The proof of the third case is straightforward, because when $x$ and $y$ are independent, we have the property of joint expectation:

$$ E[x, y] = E[x]E[y] $$

Thus, equation $(1)$ becomes $E[x]E[y] - E[x]E[y] = 0$.


4. Gaussian Distribution

The Gaussian distribution is one of the most important probability distributions for continuous variables, also known as the normal distribution.

For the case of a real variable $x$, the Gaussian distribution is defined by:

$$ \mathcal{N}(x|\mu, \sigma^2) = \frac{1}{(2\pi\sigma^2)^{\frac{1}{2}}} \exp\left(-\frac{1}{2\sigma^2}(x-\mu)^2\right) \tag{2} $$

This distribution is governed by two parameters: $\mu$, called the mean, and $\sigma^2$, called the variance.

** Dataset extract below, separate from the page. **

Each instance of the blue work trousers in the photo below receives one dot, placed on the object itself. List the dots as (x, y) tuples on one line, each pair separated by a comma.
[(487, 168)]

The square root of the variance, denoted as $\sigma$, is called the standard deviation, and the inverse of the variance, written as $\beta = 1/\sigma^2$, is called the precision.

From the form of equation $(2)$, we observe that the Gaussian distribution satisfies:

$$ \mathcal{N}(x|\mu, \sigma^2) > 0 $$

This is because:

  • $\frac{1}{(2\pi\sigma^2)^{\frac{1}{2}}} > 0$. This is a positive constant, because in the Gaussian distribution, the variance $\sigma^2 > 0$ instead of being non-negative. If the variance were zero, it would mathematically imply that all values of the random variable are exactly equal to the mean $\mu$, with no dispersion. This would make the probability density function invalid.
  • $\exp\left(-\frac{1}{2\sigma^2}(x-\mu)^2\right) > 0$, because the exponential function of any real number is always greater than zero, even if the number is negative.

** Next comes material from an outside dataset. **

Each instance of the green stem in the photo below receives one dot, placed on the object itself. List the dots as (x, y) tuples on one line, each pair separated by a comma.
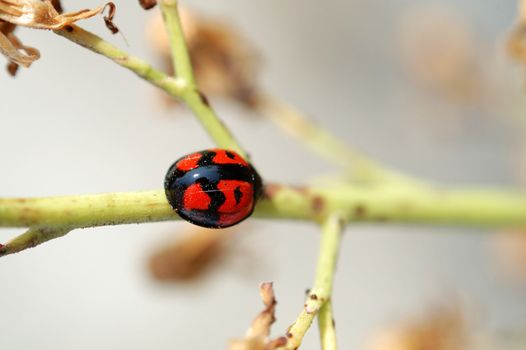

For $(2)$ to be a valid probability distribution, we need to prove that:

$$ \begin{align*} &\int_{-\infty}^{\infty} \mathcal{N}(x|\mu, \sigma^2) , dx = 1 \ \Leftrightarrow & \int_{-\infty}^{\infty} \frac{1}{(2\pi\sigma^2)^{\frac{1}{2}}} \exp\left(-\frac{1}{2\sigma^2}(x-\mu)^2\right) , dx = 1 \tag{3} \end{align*} $$

From $(3)$, we set $z = \frac{x - \mu}{\sigma}$, and the expression becomes:

$$ \begin{align*} \int_{-\infty}^{\infty} \frac{1}{(2\pi\sigma^2)^{\frac{1}{2}}} \exp\left(-\frac{(\sigma z)^2}{2\sigma^2}\right) \sigma , dz &= 1 \ \Leftrightarrow & \int_{-\infty}^{\infty} \frac{1}{(2\pi\sigma^2)^{\frac{1}{2}}} \exp\left(-\frac{z^2}{2}\right) \sigma , dz = 1 \ \Leftrightarrow & \int_{-\infty}^{\infty} \frac{\sigma}{(2\pi\sigma^2)^{\frac{1}{2}}} \exp\left(-\frac{z^2}{2}\right) , dz = 1 \ \Leftrightarrow & \int_{-\infty}^{\infty} \frac{1}{\sqrt{2\pi}} \exp\left(-\frac{z^2}{2}\right) , dz = 1 \ \Leftrightarrow & \frac{1}{\sqrt{2\pi}} \int_{-\infty}^{\infty} \exp\left(-\frac{z^2}{2}\right) , dz = 1 \tag{4} \end{align*} $$

Since $\frac{dz}{dx} = \frac{1}{\sigma}$, equation $(4)$ represents the standard normal distribution, a special case of the normal distribution with mean $= 0$ and variance $= 1$. Therefore, $(4)$ is a valid distribution, and hence, $(2)$ is also a valid distribution.

Expectation and Variance

The expectation of a variable $x$ following a Gaussian distribution is given by:

$$ \mathbf{E}[x] = \int_{-\infty}^{\infty} \mathcal{N}(x|\mu, \sigma^2) x , dx = \mu \tag{5} $$

Similarly, the second moment is:

$$ \mathbf{E}[x^2] = \int_{-\infty}^{\infty} \mathcal{N}(x|\mu, \sigma^2) x^2 , dx = \mu^2 + \sigma^2 \tag{6} $$

From equations $(5)$ and $(6)$, the variance of the Gaussian distribution is:

$$ Var(x) = \mathbf{E}[x^2] - \mathbf{E}[x]^2 = \sigma^2 $$